Tribunal Administratif de Montpellier — Décision N° TA34-2203796

mercredi 24 avril 2024

JuridictionTribunal Administratif de Montpellier
SectionTribunal Administratif de Montpellier
N° DossierTA34-2203796
TypeDécision
RecoursPlein contentieux
PublicationC
FormationPrésident BESLE
Avocat requérantVICTOR AVOCAT

Texte intégral

Vu la procédure suivante :

Par une requête, enregistrée le 6 juillet 2022, Mme B C doit être regardée comme demandant au tribunal d'annuler la décision du 21 juin 2022 par laquelle la caisse d'allocations familiales de l'Aude ne lui a accordé qu'une remise partielle d'un montant de 6 068,09 euros sur un indu de prime d'activité d'un montant de 8 090,78 euros.

Elle soutient qu'elle se trouve dans une situation précaire et qu'elle est de bonne foi.

Par un mémoire en défense, enregistré le 25 mars 2024, la caisse d'allocations familiales de l'Aude, représentée par Me Font, conclut au rejet de la requête et à ce que soit mis à la charge de Mme C la somme de 500 euros sur le fondement de l'article L. 761-1 du code de justice administrative.

Il fait valoir que :

- l'indu de prime d'activité est fondé ;

- la situation de précarité de la requérante n'est pas établie ; en tout état de cause des remises partielles de dette ont déjà été accordées à la requérante.

Vu les autres pièces du dossier.

Vu :

- le code de la sécurité sociale ;

- le code de justice administrative.

Le président de la formation de jugement a dispensé le rapporteur public, sur sa proposition, de prononcer des conclusions à l'audience.

Les parties ont été régulièrement averties du jour de l'audience.

Le rapport de M. A a été entendu au cours de l'audience publique.

La clôture de l'instruction a été prononcée à l'issue de l'audience.

Considérant ce qui suit :

1. Mme C est allocataire de la prime d'activité dans le département de l'Aude.
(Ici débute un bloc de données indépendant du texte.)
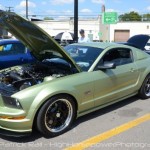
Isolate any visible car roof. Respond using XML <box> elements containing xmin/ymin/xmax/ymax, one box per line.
<box><xmin>0</xmin><ymin>39</ymin><xmax>21</xmax><ymax>44</ymax></box>
<box><xmin>71</xmin><ymin>42</ymin><xmax>121</xmax><ymax>49</ymax></box>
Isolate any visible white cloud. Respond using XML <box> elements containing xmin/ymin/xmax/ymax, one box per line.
<box><xmin>51</xmin><ymin>0</ymin><xmax>74</xmax><ymax>5</ymax></box>
<box><xmin>106</xmin><ymin>8</ymin><xmax>120</xmax><ymax>13</ymax></box>
<box><xmin>147</xmin><ymin>6</ymin><xmax>150</xmax><ymax>11</ymax></box>
<box><xmin>80</xmin><ymin>8</ymin><xmax>92</xmax><ymax>13</ymax></box>
<box><xmin>129</xmin><ymin>8</ymin><xmax>140</xmax><ymax>12</ymax></box>
<box><xmin>16</xmin><ymin>1</ymin><xmax>36</xmax><ymax>9</ymax></box>
<box><xmin>92</xmin><ymin>0</ymin><xmax>105</xmax><ymax>4</ymax></box>
<box><xmin>41</xmin><ymin>1</ymin><xmax>47</xmax><ymax>5</ymax></box>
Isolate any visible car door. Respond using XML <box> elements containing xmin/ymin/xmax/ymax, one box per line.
<box><xmin>0</xmin><ymin>43</ymin><xmax>29</xmax><ymax>69</ymax></box>
<box><xmin>93</xmin><ymin>48</ymin><xmax>139</xmax><ymax>106</ymax></box>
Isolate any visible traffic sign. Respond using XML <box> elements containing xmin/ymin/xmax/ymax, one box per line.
<box><xmin>102</xmin><ymin>12</ymin><xmax>118</xmax><ymax>24</ymax></box>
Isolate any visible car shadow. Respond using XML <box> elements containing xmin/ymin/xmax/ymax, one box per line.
<box><xmin>0</xmin><ymin>96</ymin><xmax>139</xmax><ymax>143</ymax></box>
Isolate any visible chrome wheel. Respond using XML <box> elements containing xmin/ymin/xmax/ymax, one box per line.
<box><xmin>44</xmin><ymin>99</ymin><xmax>73</xmax><ymax>133</ymax></box>
<box><xmin>144</xmin><ymin>78</ymin><xmax>150</xmax><ymax>97</ymax></box>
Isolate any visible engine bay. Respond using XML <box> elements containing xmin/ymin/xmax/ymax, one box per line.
<box><xmin>0</xmin><ymin>60</ymin><xmax>75</xmax><ymax>96</ymax></box>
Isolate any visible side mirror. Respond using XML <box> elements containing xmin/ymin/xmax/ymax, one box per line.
<box><xmin>97</xmin><ymin>62</ymin><xmax>116</xmax><ymax>70</ymax></box>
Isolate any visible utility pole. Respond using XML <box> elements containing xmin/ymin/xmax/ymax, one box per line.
<box><xmin>74</xmin><ymin>0</ymin><xmax>78</xmax><ymax>42</ymax></box>
<box><xmin>26</xmin><ymin>0</ymin><xmax>28</xmax><ymax>19</ymax></box>
<box><xmin>6</xmin><ymin>6</ymin><xmax>14</xmax><ymax>12</ymax></box>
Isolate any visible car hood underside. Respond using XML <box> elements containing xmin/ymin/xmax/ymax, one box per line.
<box><xmin>0</xmin><ymin>11</ymin><xmax>79</xmax><ymax>70</ymax></box>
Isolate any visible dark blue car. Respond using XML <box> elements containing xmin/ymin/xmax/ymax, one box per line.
<box><xmin>0</xmin><ymin>39</ymin><xmax>35</xmax><ymax>69</ymax></box>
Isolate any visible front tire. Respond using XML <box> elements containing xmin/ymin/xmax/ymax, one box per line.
<box><xmin>139</xmin><ymin>74</ymin><xmax>150</xmax><ymax>99</ymax></box>
<box><xmin>37</xmin><ymin>95</ymin><xmax>76</xmax><ymax>137</ymax></box>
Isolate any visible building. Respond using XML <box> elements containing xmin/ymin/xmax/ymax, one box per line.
<box><xmin>34</xmin><ymin>16</ymin><xmax>150</xmax><ymax>42</ymax></box>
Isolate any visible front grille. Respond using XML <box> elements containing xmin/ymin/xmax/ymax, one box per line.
<box><xmin>0</xmin><ymin>83</ymin><xmax>17</xmax><ymax>96</ymax></box>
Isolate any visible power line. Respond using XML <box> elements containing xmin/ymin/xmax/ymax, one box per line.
<box><xmin>6</xmin><ymin>6</ymin><xmax>14</xmax><ymax>12</ymax></box>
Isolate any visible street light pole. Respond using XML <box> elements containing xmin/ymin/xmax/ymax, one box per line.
<box><xmin>26</xmin><ymin>0</ymin><xmax>28</xmax><ymax>19</ymax></box>
<box><xmin>74</xmin><ymin>0</ymin><xmax>78</xmax><ymax>42</ymax></box>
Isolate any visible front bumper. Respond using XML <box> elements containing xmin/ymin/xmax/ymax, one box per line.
<box><xmin>0</xmin><ymin>96</ymin><xmax>33</xmax><ymax>137</ymax></box>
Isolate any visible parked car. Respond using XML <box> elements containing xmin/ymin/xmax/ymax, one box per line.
<box><xmin>0</xmin><ymin>39</ymin><xmax>35</xmax><ymax>69</ymax></box>
<box><xmin>0</xmin><ymin>11</ymin><xmax>150</xmax><ymax>137</ymax></box>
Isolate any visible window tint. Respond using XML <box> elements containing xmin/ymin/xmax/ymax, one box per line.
<box><xmin>0</xmin><ymin>43</ymin><xmax>26</xmax><ymax>55</ymax></box>
<box><xmin>101</xmin><ymin>48</ymin><xmax>133</xmax><ymax>66</ymax></box>
<box><xmin>65</xmin><ymin>45</ymin><xmax>103</xmax><ymax>71</ymax></box>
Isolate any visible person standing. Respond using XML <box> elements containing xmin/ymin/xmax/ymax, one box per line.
<box><xmin>78</xmin><ymin>29</ymin><xmax>90</xmax><ymax>43</ymax></box>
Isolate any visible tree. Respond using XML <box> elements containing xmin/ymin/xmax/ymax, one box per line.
<box><xmin>119</xmin><ymin>11</ymin><xmax>142</xmax><ymax>21</ymax></box>
<box><xmin>142</xmin><ymin>14</ymin><xmax>150</xmax><ymax>21</ymax></box>
<box><xmin>44</xmin><ymin>17</ymin><xmax>54</xmax><ymax>20</ymax></box>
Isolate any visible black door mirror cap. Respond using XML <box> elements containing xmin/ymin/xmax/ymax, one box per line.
<box><xmin>97</xmin><ymin>62</ymin><xmax>116</xmax><ymax>70</ymax></box>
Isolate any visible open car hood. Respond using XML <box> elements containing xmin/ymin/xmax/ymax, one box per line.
<box><xmin>0</xmin><ymin>10</ymin><xmax>80</xmax><ymax>70</ymax></box>
<box><xmin>126</xmin><ymin>34</ymin><xmax>150</xmax><ymax>50</ymax></box>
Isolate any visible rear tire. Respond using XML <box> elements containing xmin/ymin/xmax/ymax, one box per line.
<box><xmin>37</xmin><ymin>95</ymin><xmax>76</xmax><ymax>137</ymax></box>
<box><xmin>139</xmin><ymin>74</ymin><xmax>150</xmax><ymax>99</ymax></box>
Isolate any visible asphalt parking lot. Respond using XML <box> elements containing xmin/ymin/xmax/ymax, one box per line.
<box><xmin>0</xmin><ymin>97</ymin><xmax>150</xmax><ymax>150</ymax></box>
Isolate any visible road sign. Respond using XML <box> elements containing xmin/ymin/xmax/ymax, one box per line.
<box><xmin>102</xmin><ymin>12</ymin><xmax>118</xmax><ymax>24</ymax></box>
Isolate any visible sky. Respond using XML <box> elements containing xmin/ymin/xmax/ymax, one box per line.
<box><xmin>0</xmin><ymin>0</ymin><xmax>150</xmax><ymax>18</ymax></box>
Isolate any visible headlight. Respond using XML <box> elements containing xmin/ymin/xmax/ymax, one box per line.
<box><xmin>2</xmin><ymin>96</ymin><xmax>22</xmax><ymax>109</ymax></box>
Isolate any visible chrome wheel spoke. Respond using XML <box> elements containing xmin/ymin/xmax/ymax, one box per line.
<box><xmin>45</xmin><ymin>99</ymin><xmax>73</xmax><ymax>132</ymax></box>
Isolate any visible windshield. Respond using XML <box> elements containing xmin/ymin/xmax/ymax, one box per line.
<box><xmin>65</xmin><ymin>45</ymin><xmax>103</xmax><ymax>71</ymax></box>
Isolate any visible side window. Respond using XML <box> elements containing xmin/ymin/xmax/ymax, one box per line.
<box><xmin>0</xmin><ymin>43</ymin><xmax>26</xmax><ymax>55</ymax></box>
<box><xmin>101</xmin><ymin>48</ymin><xmax>133</xmax><ymax>66</ymax></box>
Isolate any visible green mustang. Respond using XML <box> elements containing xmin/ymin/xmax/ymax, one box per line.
<box><xmin>0</xmin><ymin>11</ymin><xmax>150</xmax><ymax>137</ymax></box>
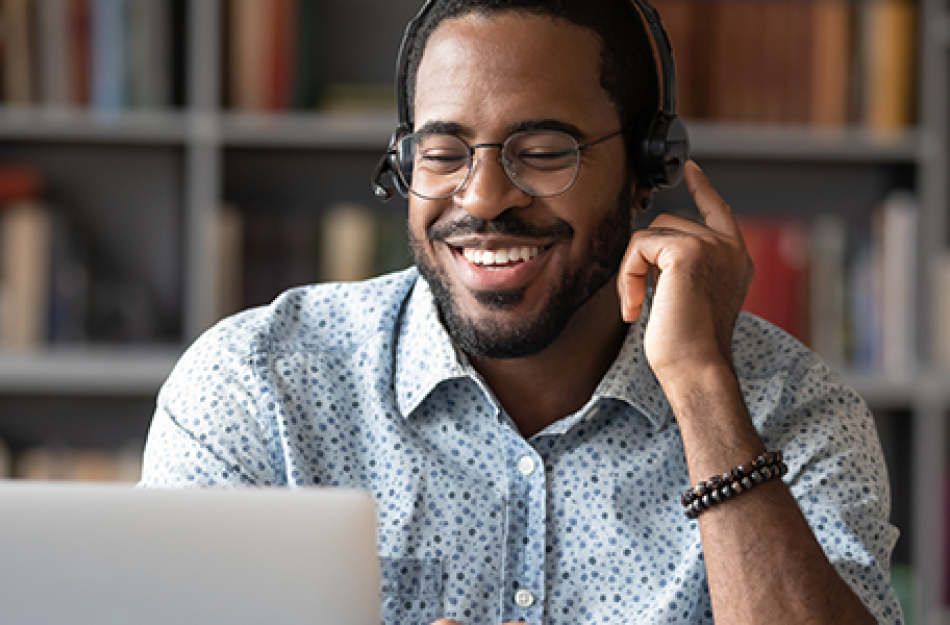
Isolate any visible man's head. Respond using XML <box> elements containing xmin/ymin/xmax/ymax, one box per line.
<box><xmin>408</xmin><ymin>0</ymin><xmax>658</xmax><ymax>358</ymax></box>
<box><xmin>405</xmin><ymin>0</ymin><xmax>660</xmax><ymax>176</ymax></box>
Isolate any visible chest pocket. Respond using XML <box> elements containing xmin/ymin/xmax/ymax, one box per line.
<box><xmin>380</xmin><ymin>558</ymin><xmax>445</xmax><ymax>625</ymax></box>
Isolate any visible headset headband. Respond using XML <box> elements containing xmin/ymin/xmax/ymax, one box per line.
<box><xmin>371</xmin><ymin>0</ymin><xmax>689</xmax><ymax>202</ymax></box>
<box><xmin>396</xmin><ymin>0</ymin><xmax>676</xmax><ymax>131</ymax></box>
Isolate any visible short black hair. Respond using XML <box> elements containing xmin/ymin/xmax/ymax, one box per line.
<box><xmin>405</xmin><ymin>0</ymin><xmax>660</xmax><ymax>169</ymax></box>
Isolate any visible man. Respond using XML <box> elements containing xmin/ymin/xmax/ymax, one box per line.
<box><xmin>143</xmin><ymin>0</ymin><xmax>902</xmax><ymax>625</ymax></box>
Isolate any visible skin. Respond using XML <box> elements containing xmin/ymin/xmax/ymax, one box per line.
<box><xmin>409</xmin><ymin>13</ymin><xmax>874</xmax><ymax>625</ymax></box>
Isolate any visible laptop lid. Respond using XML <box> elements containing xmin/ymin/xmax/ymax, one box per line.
<box><xmin>0</xmin><ymin>481</ymin><xmax>380</xmax><ymax>625</ymax></box>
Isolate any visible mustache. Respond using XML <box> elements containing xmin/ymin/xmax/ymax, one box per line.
<box><xmin>427</xmin><ymin>210</ymin><xmax>574</xmax><ymax>241</ymax></box>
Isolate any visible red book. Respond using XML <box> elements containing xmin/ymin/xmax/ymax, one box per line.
<box><xmin>267</xmin><ymin>0</ymin><xmax>297</xmax><ymax>111</ymax></box>
<box><xmin>739</xmin><ymin>217</ymin><xmax>808</xmax><ymax>341</ymax></box>
<box><xmin>0</xmin><ymin>165</ymin><xmax>43</xmax><ymax>205</ymax></box>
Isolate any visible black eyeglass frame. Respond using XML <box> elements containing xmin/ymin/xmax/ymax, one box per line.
<box><xmin>390</xmin><ymin>125</ymin><xmax>631</xmax><ymax>200</ymax></box>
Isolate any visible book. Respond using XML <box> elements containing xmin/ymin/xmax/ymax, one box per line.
<box><xmin>848</xmin><ymin>233</ymin><xmax>884</xmax><ymax>373</ymax></box>
<box><xmin>808</xmin><ymin>213</ymin><xmax>848</xmax><ymax>368</ymax></box>
<box><xmin>68</xmin><ymin>0</ymin><xmax>92</xmax><ymax>108</ymax></box>
<box><xmin>0</xmin><ymin>199</ymin><xmax>51</xmax><ymax>350</ymax></box>
<box><xmin>90</xmin><ymin>0</ymin><xmax>127</xmax><ymax>119</ymax></box>
<box><xmin>808</xmin><ymin>0</ymin><xmax>853</xmax><ymax>128</ymax></box>
<box><xmin>36</xmin><ymin>0</ymin><xmax>71</xmax><ymax>110</ymax></box>
<box><xmin>293</xmin><ymin>0</ymin><xmax>327</xmax><ymax>111</ymax></box>
<box><xmin>266</xmin><ymin>0</ymin><xmax>298</xmax><ymax>111</ymax></box>
<box><xmin>0</xmin><ymin>0</ymin><xmax>36</xmax><ymax>107</ymax></box>
<box><xmin>320</xmin><ymin>204</ymin><xmax>376</xmax><ymax>282</ymax></box>
<box><xmin>228</xmin><ymin>0</ymin><xmax>274</xmax><ymax>113</ymax></box>
<box><xmin>879</xmin><ymin>189</ymin><xmax>919</xmax><ymax>379</ymax></box>
<box><xmin>739</xmin><ymin>216</ymin><xmax>809</xmax><ymax>342</ymax></box>
<box><xmin>47</xmin><ymin>207</ymin><xmax>92</xmax><ymax>345</ymax></box>
<box><xmin>125</xmin><ymin>0</ymin><xmax>171</xmax><ymax>109</ymax></box>
<box><xmin>931</xmin><ymin>251</ymin><xmax>950</xmax><ymax>370</ymax></box>
<box><xmin>859</xmin><ymin>0</ymin><xmax>917</xmax><ymax>134</ymax></box>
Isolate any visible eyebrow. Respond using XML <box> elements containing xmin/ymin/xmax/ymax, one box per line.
<box><xmin>416</xmin><ymin>119</ymin><xmax>586</xmax><ymax>141</ymax></box>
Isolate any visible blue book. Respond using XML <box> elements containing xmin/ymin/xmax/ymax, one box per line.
<box><xmin>91</xmin><ymin>0</ymin><xmax>127</xmax><ymax>119</ymax></box>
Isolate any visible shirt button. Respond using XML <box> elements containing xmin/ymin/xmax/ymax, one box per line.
<box><xmin>515</xmin><ymin>588</ymin><xmax>534</xmax><ymax>608</ymax></box>
<box><xmin>518</xmin><ymin>456</ymin><xmax>535</xmax><ymax>475</ymax></box>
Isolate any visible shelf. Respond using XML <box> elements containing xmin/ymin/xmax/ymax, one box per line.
<box><xmin>687</xmin><ymin>121</ymin><xmax>928</xmax><ymax>164</ymax></box>
<box><xmin>0</xmin><ymin>347</ymin><xmax>181</xmax><ymax>396</ymax></box>
<box><xmin>220</xmin><ymin>111</ymin><xmax>396</xmax><ymax>148</ymax></box>
<box><xmin>843</xmin><ymin>369</ymin><xmax>950</xmax><ymax>409</ymax></box>
<box><xmin>0</xmin><ymin>108</ymin><xmax>189</xmax><ymax>145</ymax></box>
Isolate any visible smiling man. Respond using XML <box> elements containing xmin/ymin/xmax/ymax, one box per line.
<box><xmin>143</xmin><ymin>0</ymin><xmax>902</xmax><ymax>625</ymax></box>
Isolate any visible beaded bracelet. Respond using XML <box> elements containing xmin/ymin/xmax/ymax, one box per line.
<box><xmin>680</xmin><ymin>451</ymin><xmax>788</xmax><ymax>519</ymax></box>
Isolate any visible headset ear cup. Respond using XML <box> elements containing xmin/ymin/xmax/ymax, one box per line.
<box><xmin>638</xmin><ymin>112</ymin><xmax>689</xmax><ymax>189</ymax></box>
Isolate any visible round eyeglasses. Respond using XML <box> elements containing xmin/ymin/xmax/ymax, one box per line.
<box><xmin>391</xmin><ymin>128</ymin><xmax>625</xmax><ymax>200</ymax></box>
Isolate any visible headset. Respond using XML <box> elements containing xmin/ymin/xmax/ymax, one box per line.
<box><xmin>371</xmin><ymin>0</ymin><xmax>689</xmax><ymax>202</ymax></box>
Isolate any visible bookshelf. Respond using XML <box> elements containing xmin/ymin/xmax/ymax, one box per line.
<box><xmin>0</xmin><ymin>0</ymin><xmax>950</xmax><ymax>625</ymax></box>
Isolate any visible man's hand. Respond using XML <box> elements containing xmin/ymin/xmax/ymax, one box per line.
<box><xmin>618</xmin><ymin>161</ymin><xmax>752</xmax><ymax>381</ymax></box>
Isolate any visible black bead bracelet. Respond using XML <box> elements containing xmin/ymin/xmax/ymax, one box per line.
<box><xmin>680</xmin><ymin>451</ymin><xmax>788</xmax><ymax>519</ymax></box>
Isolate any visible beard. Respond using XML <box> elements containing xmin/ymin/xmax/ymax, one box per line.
<box><xmin>409</xmin><ymin>185</ymin><xmax>633</xmax><ymax>359</ymax></box>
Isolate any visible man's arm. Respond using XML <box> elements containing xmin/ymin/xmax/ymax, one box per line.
<box><xmin>619</xmin><ymin>163</ymin><xmax>875</xmax><ymax>624</ymax></box>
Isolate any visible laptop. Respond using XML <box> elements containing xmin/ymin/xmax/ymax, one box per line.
<box><xmin>0</xmin><ymin>481</ymin><xmax>380</xmax><ymax>625</ymax></box>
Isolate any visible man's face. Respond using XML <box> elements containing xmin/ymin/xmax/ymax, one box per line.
<box><xmin>409</xmin><ymin>13</ymin><xmax>631</xmax><ymax>358</ymax></box>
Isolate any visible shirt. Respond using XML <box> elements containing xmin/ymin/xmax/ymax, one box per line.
<box><xmin>142</xmin><ymin>269</ymin><xmax>902</xmax><ymax>625</ymax></box>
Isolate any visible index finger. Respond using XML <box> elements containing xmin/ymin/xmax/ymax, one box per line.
<box><xmin>686</xmin><ymin>161</ymin><xmax>742</xmax><ymax>238</ymax></box>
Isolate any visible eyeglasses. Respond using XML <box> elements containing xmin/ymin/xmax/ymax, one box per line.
<box><xmin>390</xmin><ymin>128</ymin><xmax>626</xmax><ymax>200</ymax></box>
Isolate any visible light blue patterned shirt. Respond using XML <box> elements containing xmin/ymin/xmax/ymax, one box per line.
<box><xmin>142</xmin><ymin>269</ymin><xmax>903</xmax><ymax>625</ymax></box>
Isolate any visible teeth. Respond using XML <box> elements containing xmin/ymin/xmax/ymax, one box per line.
<box><xmin>462</xmin><ymin>247</ymin><xmax>541</xmax><ymax>267</ymax></box>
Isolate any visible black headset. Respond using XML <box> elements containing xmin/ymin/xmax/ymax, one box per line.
<box><xmin>371</xmin><ymin>0</ymin><xmax>689</xmax><ymax>202</ymax></box>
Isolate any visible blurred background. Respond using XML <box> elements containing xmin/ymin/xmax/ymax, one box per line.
<box><xmin>0</xmin><ymin>0</ymin><xmax>950</xmax><ymax>623</ymax></box>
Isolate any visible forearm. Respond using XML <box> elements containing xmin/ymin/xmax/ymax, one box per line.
<box><xmin>660</xmin><ymin>363</ymin><xmax>875</xmax><ymax>625</ymax></box>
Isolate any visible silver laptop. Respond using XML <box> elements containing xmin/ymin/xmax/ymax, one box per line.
<box><xmin>0</xmin><ymin>481</ymin><xmax>380</xmax><ymax>625</ymax></box>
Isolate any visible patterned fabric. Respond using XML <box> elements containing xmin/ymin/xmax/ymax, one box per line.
<box><xmin>142</xmin><ymin>269</ymin><xmax>902</xmax><ymax>625</ymax></box>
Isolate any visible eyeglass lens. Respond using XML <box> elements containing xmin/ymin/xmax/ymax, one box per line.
<box><xmin>396</xmin><ymin>130</ymin><xmax>580</xmax><ymax>200</ymax></box>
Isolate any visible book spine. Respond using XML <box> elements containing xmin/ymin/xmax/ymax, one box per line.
<box><xmin>809</xmin><ymin>0</ymin><xmax>852</xmax><ymax>128</ymax></box>
<box><xmin>36</xmin><ymin>0</ymin><xmax>70</xmax><ymax>109</ymax></box>
<box><xmin>881</xmin><ymin>190</ymin><xmax>919</xmax><ymax>379</ymax></box>
<box><xmin>862</xmin><ymin>0</ymin><xmax>917</xmax><ymax>133</ymax></box>
<box><xmin>91</xmin><ymin>0</ymin><xmax>126</xmax><ymax>118</ymax></box>
<box><xmin>0</xmin><ymin>0</ymin><xmax>35</xmax><ymax>107</ymax></box>
<box><xmin>0</xmin><ymin>200</ymin><xmax>50</xmax><ymax>350</ymax></box>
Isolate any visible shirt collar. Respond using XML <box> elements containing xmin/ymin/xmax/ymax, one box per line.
<box><xmin>394</xmin><ymin>276</ymin><xmax>671</xmax><ymax>431</ymax></box>
<box><xmin>394</xmin><ymin>276</ymin><xmax>469</xmax><ymax>416</ymax></box>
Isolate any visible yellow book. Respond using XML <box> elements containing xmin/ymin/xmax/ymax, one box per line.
<box><xmin>863</xmin><ymin>0</ymin><xmax>917</xmax><ymax>132</ymax></box>
<box><xmin>0</xmin><ymin>200</ymin><xmax>51</xmax><ymax>349</ymax></box>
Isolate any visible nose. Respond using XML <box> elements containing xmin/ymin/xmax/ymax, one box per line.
<box><xmin>455</xmin><ymin>146</ymin><xmax>532</xmax><ymax>221</ymax></box>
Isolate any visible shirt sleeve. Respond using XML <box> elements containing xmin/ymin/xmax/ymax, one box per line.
<box><xmin>139</xmin><ymin>320</ymin><xmax>280</xmax><ymax>488</ymax></box>
<box><xmin>746</xmin><ymin>353</ymin><xmax>903</xmax><ymax>624</ymax></box>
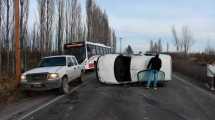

L'intéressée s'est vu notifier un indu de prime d'activité de 8 090,78 euros. Par la présente requête, Mme C doit être regardée comme demandant au tribunal d'annuler la décision du 21 juin 2022 par laquelle la caisse d'allocations familiales de l'Aude ne lui a accordé qu'une remise partielle de 6 068,09 euros sur cet indu de prime d'activité. Elle sollicite également une remise totale de cette dette.

2. Aux termes de l'article L. 845-3 du code de la sécurité sociale : " Tout paiement indu de prime d'activité est récupéré par l'organisme chargé de son service. () La créance peut être remise ou réduite par l'organisme mentionné au premier alinéa du présent article, en cas de bonne foi ou de précarité de la situation du débiteur, sauf si cette créance résulte d'une manœuvre frauduleuse ou d'une fausse déclaration ".

3. Lorsqu'il statue sur un recours dirigé contre une décision refusant ou ne faisant que partiellement droit à une demande de remise gracieuse d'un indu de prime, il appartient au juge administratif d'examiner si une remise gracieuse totale ou partielle est justifiée et de se prononcer lui-même sur la demande en recherchant si, au regard des circonstances de fait dont il est justifié par l'une et l'autre parties à la date de sa propre décision, la situation de précarité du débiteur et sa bonne foi justifient que lui soit accordée une remise. Les conditions tenant, d'une part, à la bonne foi du demandeur et, d'autre part, à la précarité de sa situation ne peuvent être regardées comme alternatives.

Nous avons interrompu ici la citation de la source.